How is a model registry different from a model store?

A model store usually stores artifacts or downloadable model packages. A gateway model registry focuses on runtime metadata: provider, model name, health, cost, capabilities, fallback eligibility, and routing policy compatibility.

How do you measure a model registry?

Measure registry health through trace fields such as gen_ai.request.model, llm.token_count.prompt, model error rate, fallback-trigger rate, cost per model, and eval-fail-rate by registered model.

What Is a Model Registry? FutureAGI Guide (2026)

What Is a Model Registry?

A model registry is the controlled inventory of approved models, providers, versions, capabilities, and routing metadata used by an LLM gateway. It is a gateway control-plane concept, not just a training artifact catalog. In production traces, it shows up as the requested model, resolved provider target, cost class, health status, and fallback eligibility. FutureAGI uses this registry idea inside Agent Command Center so teams can route, monitor, test, and retire model targets without scattering model names through application code.

Why model registries matter in production LLM and agent systems

The first failure is usually quiet drift. A team ships gpt-4o-mini in one service, claude-sonnet-4 in another, and a stale vendor alias in a worker. Six weeks later, no one knows which model answered a regulated customer, which fallback fired, or why token spend doubled.

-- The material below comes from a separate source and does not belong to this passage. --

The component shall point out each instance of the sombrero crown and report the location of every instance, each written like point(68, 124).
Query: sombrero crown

A gateway model registry gives platform engineers a single contract for model identity. Without it, production systems develop three costly symptoms:

Untracked model changes. A provider alias changes behavior, but traces only show an old string copied from app code.
Unsafe fallback chains. A low-cost model becomes the backup for a high-risk workflow because nobody encoded capability or policy constraints.
Messy cost attribution. Finance sees spend by provider key, while developers debug failures by model name and product owners care about task outcome.

Agentic systems make this worse because one user task can call a planner model, a tool-use model, an embedding model, and a verifier. If those targets are not registered consistently, retries, guardrails, and evaluator regressions cannot be compared across the full path. The pain lands on developers during incident review, SREs during provider outages, compliance teams during audits, and users when a degraded model silently handles a task it should never receive.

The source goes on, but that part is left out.